Recently, some YouTube videos came up in my inbox that refer to an article in the Scientific American. It seems, I cannot read this article without a subscription. But there is a rather complete sketch on a site called IFL Science, which I can link to and read. Hopefully, the link is permanent.

Anyway, the story is that two high school students prove the theorem of Pythagoras with methods „which were thought impossible till now“. In the last step, they used

\sin(2 \alpha) = 2 \sin(\alpha) \cos(\alpha).

The claim goes that this prove is based on this identity, and that this was not possible to date. I have to admit, that the computations these students used are quite astonishing and I admire their effort. I wish I had more like those students when I was active.

The truth is, however, that the proof uses similarity heavily. This is a problem because there are easy proofs for the theorem of Pythagoras using similarity only.

*The proof of these students uses the same methods as other proofs, plus the additional use of a non-trivial trigonometric identity.*

I would certainly reject this as a referee if it contained the claim that the methods are new. But it is a nice computation and as such to be acclaimed.

Of, course I need to explain to you what is going on. It is a bit involved, and I only have access to a secondhand version, but follow me through the reasoning as I understand it.

How the sketch above is done should be self-evident. You just need to know that the green lines and the blue lines are parallel. Thus, the red/blue zigzag line is formed by turning rectangular whenever it meets the black line.
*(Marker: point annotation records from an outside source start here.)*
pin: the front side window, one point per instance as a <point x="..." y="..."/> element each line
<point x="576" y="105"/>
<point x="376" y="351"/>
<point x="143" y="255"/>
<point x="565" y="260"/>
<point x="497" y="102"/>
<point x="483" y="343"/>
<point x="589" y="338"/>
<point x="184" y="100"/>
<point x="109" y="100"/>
Note, that the black triangle is rectangular. We get

\frac{x}{y} = \sin(2\alpha) = 2 \sin(\alpha)\cos(\alpha) = \frac{2ab}{c^2}.

For my argument, it is crucial to notice that we already used the trigonometric identities for sine and cosine in a rectangular triangle, and also the non-trivial trigonometric identity cited above.

In the next step, they compute x and y as an infinite sum. If we look at x, we see that it consists of black segments which become smaller and smaller in a given proportion. The first segment of x has the length

x_1 = \frac{2a}{\cos(\alpha)} = \frac{2ac}{b}.

The first segment of y is c.

y_1 = c.

The length of the next segment is more complicated. Using the second green line segment, we get

y_2 \cos(\alpha) = x_1 \sin(\alpha)

Thus

y_2 = \frac{2 a^2}{b^2} c

We can now compute the shrinking factor by comparing the second blue line with 2a.

\gamma = \frac{\sin(\alpha) y_2}{2a} = \frac{a^2}{b^2}.

Thus, adding up the infinite sum for x,

x = x_1 (1+\gamma+\gamma^2+\ldots) = \frac{x_1}{1-\gamma} = \frac{2abc}{b^2-a^2}.

And, similar for y,

y = c + \frac{y_2}{1-\gamma^2} = c + \frac{2a^2c}{b^2-a^2} = \frac{(a^2+b^2)c}{b^2-a^2}.

Consequently,

\frac{x}{y} = \frac{2ab}{a^2+b^2}.

If we compare to the formula for x/y above, we get the theorem of Pythagoras.

a^2+b^2 = c^2.

Clearly, this is a nice computation. But what have we actually used?

Indeed, we have used the identities

\sin(\alpha) = \frac{a}{c}, \quad \cos(\alpha) = \frac{b}{c}

in rectangular triangles with sides a, b, c and angle alpha. But if this is valid, we have used the law of similarity, at least for rectangular triangles. This law says, that similar triangles, i.e., triangles with equal angles, have the same proportions between corresponding sides.

Now we have the problem, that there are very easy proofs for the theorem of Pythagoras using similarity only. The easiest one is from the sketch below.

We have three similar triangles here: The big one with sides a, b, c, and the two parts of it. Using similarity, we get

\frac{b}{p} = \frac{c}{b}, \quad \frac{a}{q}=\frac{c}{a}.

Thus, immediately,

a^2+b^2 = pc+qc = (p+q)c = c^2.

By the way, you will also need similarity to prove the trigonometric identity we started with. I leave the details for you to discover. But the basic sketch is the following.

The strange claim that it is impossible to prove the theorem of Pythagoras with trigonometry only is also false. The simplest way I came up with is to use the addition laws for sine and cosine and some facts about Pi. The essential line goes like this.

1 = \sin(\pi/2) = \sin(x+(\pi/2-x)) \\ = \sin(x)\cos(\pi/2-x)+\cos(x)\sin(\pi/2-x) \\ = \sin(x)^2+\cos(x)^2

To prove the last identity, you need to apply the addition law for cosine and sine again.